As families of victims mourned the loss of loved ones and kept an anxious vigil in hospitals on Monday, the authorities in North Macedonia said they were investigating possible official misconduct in the case of a deadly inferno that killed at least 59 people over the weekend.
Officials said that Club Pulse, the nightclub where the fire broke out early Sunday, was operating with an illegally issued license document, and that it lacked proper escape routes. The building’s roof was set ablaze by fireworks used during a concert, officials have said. At least 155 people were injured in the inferno that swept through the venue.
The building was registered as an industrial facility — not a hospitality venue — but had still received a hospitality permit from the economy ministry, the public prosecutor, Ljupco Kocevski, said on Sunday.
The police summoned a former minister of the economy, Kreshnik Bekteshi, for questioning, according to MIA, a state-run news agency. Mr. Bekteshi did not immediately respond to a request for comment.
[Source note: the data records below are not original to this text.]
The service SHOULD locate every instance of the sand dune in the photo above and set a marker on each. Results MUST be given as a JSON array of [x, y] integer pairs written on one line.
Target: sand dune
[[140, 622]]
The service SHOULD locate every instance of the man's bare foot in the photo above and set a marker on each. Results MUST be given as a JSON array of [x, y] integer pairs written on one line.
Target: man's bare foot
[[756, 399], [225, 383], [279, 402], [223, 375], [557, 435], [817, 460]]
Officers also detained another former official from the ministry, as well as other officials in other government agencies.
“I will have no mercy,” Prime Minister Hristijan Mickoski said in a national address on Sunday, adding, “There is no person in Macedonia who is not broken and with a destroyed spirit after this.”
Mr. Mickoski, who took power in June, said that the club, which was in Kocani, a town about 50 miles east of the capital, Skopje, had a license document that had been issued in March last year “for a bribe.”